Bir süredir Türkiye ve yakın coğrafyasıyla ilgili harita çalışmaları gerçekleştirme hayalinde Batı dünyası.
Bu harita çalışmaları, hiçbir şekilde bu coğrafyanın insanı ve bu coğrafyanın gerçekleriyle uyum içinde değil.
Dahası bu coğrafyanın tüm değerlerini hiçe sayan bir plan içinde “üst akıl”.
Ve maalesef bu harita çalışmasını içeriden devşirdiği askeri ve siyasi figürler vasıtasıyla gerçekleştirme niyetindeler. Kendi ellerini kirletmeden. En büyük darbeyi ise içeriden bildiklerimiz ile vurma çabasındalar. Filmi geriye saralım. Oyun o kadar açıkki.

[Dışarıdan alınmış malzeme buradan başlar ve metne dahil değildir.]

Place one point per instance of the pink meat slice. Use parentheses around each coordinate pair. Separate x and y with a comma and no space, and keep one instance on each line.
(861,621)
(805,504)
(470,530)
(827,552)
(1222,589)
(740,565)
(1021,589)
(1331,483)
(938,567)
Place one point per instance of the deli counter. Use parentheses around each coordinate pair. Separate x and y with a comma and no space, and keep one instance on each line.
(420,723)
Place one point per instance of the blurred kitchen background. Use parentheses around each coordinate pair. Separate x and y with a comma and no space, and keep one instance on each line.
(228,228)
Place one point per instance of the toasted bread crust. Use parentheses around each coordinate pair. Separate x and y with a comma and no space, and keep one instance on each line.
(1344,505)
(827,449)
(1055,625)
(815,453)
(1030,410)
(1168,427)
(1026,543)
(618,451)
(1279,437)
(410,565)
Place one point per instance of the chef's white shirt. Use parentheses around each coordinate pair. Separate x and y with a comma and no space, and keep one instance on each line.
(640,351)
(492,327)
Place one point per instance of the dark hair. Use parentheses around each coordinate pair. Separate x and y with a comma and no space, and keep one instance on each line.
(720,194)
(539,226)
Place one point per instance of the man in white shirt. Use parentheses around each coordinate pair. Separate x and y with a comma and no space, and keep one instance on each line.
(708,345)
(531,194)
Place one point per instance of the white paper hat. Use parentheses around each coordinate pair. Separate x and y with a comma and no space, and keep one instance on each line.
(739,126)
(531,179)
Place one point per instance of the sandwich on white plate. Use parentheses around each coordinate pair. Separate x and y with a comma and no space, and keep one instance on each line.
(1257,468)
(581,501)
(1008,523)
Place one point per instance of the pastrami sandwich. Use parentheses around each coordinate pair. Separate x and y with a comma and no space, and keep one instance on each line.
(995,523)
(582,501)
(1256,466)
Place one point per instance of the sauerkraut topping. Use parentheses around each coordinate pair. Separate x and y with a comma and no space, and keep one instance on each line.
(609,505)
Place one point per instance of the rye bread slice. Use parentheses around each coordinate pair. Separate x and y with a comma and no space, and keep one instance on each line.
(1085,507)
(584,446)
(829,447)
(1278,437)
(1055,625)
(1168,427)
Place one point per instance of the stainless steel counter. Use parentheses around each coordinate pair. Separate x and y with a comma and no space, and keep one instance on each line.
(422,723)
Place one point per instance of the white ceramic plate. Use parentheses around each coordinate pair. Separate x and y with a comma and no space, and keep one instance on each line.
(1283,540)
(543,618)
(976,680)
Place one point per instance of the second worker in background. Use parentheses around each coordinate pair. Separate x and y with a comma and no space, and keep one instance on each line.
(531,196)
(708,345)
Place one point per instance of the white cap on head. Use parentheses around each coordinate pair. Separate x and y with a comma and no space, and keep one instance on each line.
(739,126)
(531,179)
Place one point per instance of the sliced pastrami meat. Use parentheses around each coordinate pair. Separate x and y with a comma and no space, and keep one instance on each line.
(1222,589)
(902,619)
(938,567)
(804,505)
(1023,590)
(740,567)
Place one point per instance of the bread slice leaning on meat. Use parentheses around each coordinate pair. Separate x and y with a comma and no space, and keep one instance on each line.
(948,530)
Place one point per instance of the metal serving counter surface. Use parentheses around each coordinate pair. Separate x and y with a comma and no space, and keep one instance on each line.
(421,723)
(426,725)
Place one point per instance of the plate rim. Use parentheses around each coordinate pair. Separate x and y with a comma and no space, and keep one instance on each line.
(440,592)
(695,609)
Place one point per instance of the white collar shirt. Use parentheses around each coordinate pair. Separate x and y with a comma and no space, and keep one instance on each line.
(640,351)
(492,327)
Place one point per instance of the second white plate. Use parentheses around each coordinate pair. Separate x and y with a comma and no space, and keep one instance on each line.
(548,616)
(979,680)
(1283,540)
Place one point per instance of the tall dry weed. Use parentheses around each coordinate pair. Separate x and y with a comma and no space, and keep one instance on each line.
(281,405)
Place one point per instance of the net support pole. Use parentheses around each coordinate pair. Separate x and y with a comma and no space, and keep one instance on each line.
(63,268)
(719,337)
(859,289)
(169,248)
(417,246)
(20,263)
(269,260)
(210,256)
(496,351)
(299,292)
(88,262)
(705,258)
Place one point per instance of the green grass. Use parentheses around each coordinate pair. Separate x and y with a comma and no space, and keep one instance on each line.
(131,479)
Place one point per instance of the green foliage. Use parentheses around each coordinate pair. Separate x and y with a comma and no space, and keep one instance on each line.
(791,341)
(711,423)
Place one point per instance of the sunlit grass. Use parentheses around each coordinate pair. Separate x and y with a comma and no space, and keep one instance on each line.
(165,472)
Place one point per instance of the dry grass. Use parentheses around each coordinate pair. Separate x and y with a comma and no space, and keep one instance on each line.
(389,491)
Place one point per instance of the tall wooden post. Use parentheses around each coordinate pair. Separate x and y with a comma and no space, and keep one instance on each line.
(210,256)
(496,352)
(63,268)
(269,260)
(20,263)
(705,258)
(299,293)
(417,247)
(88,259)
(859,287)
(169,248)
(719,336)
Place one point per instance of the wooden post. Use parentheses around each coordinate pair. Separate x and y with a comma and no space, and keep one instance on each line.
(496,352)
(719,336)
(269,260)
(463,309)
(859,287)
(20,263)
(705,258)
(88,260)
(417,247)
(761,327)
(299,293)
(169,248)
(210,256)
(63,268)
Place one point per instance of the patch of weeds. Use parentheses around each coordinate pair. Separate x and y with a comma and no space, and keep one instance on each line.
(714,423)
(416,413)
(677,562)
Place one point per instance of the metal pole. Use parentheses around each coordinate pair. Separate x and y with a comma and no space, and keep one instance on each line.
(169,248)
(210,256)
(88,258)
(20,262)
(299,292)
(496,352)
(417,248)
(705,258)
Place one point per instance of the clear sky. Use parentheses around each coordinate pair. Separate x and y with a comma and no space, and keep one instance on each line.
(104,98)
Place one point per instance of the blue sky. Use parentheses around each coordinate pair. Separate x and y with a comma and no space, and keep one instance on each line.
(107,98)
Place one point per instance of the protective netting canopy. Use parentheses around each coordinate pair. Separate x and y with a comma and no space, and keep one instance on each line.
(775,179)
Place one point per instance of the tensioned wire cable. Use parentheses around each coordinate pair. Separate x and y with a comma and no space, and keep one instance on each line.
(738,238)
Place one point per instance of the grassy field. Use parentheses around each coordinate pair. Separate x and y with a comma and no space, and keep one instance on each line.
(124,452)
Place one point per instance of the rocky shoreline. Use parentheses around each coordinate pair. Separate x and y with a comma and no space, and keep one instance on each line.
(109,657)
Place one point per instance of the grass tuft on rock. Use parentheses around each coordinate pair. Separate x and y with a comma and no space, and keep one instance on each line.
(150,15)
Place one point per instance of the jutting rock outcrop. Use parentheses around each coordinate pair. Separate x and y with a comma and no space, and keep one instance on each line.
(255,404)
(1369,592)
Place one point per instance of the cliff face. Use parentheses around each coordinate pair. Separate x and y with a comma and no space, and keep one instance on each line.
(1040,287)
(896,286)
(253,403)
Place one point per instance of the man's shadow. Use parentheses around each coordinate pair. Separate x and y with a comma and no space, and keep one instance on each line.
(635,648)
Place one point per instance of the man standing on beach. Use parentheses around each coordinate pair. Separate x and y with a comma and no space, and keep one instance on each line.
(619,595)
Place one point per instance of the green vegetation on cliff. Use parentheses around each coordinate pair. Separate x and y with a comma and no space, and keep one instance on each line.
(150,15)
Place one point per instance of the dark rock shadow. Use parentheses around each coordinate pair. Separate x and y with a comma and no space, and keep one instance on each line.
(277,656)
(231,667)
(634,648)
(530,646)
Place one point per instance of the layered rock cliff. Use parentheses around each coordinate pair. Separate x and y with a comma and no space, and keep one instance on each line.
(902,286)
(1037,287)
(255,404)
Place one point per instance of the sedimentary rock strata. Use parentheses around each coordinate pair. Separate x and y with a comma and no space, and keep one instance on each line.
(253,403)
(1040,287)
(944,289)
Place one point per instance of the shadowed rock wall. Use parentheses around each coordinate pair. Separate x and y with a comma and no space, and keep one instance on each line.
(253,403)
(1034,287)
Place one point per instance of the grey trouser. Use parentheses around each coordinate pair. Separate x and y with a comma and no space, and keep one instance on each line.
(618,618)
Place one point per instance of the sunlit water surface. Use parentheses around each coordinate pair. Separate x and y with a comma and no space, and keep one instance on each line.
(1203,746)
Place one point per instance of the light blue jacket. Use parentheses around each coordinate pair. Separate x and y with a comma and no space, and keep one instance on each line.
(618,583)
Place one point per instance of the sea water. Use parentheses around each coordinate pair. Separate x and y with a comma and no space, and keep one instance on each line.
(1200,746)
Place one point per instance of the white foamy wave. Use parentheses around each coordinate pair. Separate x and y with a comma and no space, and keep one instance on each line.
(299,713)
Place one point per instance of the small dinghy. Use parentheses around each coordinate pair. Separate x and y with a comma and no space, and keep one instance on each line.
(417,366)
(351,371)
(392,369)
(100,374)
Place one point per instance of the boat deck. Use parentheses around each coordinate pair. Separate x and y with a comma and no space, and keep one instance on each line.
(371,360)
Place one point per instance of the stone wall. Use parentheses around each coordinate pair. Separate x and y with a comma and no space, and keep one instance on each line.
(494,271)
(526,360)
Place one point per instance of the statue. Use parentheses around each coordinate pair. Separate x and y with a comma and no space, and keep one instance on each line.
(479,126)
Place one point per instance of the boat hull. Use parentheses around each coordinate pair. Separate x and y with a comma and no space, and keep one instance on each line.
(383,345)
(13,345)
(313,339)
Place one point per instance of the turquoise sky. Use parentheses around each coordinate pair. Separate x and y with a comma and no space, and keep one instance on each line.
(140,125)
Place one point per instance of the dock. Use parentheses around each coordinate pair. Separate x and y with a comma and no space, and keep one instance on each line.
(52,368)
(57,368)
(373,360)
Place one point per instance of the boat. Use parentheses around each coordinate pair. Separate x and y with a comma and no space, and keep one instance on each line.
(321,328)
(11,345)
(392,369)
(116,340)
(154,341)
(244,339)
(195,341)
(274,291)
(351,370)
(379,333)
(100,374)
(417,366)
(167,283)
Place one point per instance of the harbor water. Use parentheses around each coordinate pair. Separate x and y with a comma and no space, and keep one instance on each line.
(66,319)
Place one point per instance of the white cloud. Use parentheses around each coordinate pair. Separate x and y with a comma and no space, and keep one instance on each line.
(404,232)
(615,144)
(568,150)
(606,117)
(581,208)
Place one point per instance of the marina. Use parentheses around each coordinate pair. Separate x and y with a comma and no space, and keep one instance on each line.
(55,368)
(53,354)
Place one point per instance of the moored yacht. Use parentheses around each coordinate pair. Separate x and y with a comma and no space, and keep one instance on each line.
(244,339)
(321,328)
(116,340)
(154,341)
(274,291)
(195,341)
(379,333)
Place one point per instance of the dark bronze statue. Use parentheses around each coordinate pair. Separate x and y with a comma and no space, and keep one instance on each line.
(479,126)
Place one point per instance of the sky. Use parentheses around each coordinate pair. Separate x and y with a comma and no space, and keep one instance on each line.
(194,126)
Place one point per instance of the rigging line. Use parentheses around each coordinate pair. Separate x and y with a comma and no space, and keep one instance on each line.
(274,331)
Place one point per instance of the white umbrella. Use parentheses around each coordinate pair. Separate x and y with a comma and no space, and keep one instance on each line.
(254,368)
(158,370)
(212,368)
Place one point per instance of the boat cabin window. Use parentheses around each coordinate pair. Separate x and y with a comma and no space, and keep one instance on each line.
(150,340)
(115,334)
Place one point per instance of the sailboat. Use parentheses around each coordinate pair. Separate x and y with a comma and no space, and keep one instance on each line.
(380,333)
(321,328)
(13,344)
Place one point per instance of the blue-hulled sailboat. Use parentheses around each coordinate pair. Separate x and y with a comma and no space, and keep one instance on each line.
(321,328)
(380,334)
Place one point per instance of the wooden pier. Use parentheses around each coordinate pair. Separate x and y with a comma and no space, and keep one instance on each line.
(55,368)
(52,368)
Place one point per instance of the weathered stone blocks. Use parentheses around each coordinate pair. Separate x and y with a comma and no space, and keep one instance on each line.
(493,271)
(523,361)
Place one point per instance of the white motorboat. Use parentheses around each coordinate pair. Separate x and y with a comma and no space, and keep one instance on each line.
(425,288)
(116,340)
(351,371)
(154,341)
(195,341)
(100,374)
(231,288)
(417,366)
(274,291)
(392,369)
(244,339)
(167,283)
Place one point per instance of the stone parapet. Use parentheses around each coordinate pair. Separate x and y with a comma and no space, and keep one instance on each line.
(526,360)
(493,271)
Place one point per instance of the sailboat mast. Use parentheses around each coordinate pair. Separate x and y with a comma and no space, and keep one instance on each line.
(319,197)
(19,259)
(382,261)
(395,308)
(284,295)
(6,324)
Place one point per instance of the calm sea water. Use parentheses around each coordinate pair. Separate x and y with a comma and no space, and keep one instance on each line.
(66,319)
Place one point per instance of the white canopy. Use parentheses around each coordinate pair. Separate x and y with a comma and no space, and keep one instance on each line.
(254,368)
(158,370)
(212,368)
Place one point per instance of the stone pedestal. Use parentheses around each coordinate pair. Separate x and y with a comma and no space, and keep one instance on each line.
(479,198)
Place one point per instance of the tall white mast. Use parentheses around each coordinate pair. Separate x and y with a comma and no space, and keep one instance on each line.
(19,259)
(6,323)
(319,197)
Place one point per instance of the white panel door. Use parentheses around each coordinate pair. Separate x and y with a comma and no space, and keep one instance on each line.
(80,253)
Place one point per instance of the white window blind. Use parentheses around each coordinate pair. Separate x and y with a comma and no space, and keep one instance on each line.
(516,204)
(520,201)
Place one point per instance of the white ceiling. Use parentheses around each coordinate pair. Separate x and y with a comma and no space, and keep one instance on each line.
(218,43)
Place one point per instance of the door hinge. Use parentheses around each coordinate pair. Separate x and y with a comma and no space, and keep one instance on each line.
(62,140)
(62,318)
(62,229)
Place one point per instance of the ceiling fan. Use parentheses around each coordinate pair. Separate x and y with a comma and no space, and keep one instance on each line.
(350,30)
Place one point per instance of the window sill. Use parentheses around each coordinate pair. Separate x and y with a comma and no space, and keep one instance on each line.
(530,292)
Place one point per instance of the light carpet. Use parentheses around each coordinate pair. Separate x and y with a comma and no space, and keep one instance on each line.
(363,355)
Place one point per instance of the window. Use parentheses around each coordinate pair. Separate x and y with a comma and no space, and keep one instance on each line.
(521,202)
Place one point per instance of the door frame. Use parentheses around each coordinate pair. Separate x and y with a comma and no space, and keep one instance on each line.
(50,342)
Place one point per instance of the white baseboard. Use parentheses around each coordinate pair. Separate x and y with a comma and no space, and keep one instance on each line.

Oyuncular da tartışma götürmüyor.
FETÖ terör örgütü öncülüğünde millete ve lidere saldıran üst akıl, bu noktaya giden yolu kimler aracılığıyla döşemişti, gözden kaçmasın.
Cumhurbaşkanı Recep Tayyip Erdoğan’ı siyaset sahnesinden silmek ya da onun hareket alanını daraltma çabasına kimler girmişti?
Kimler, ona “otoriter”, “diktatör” ve sonrasında “sultan” sıfatlarını reva görmüştü?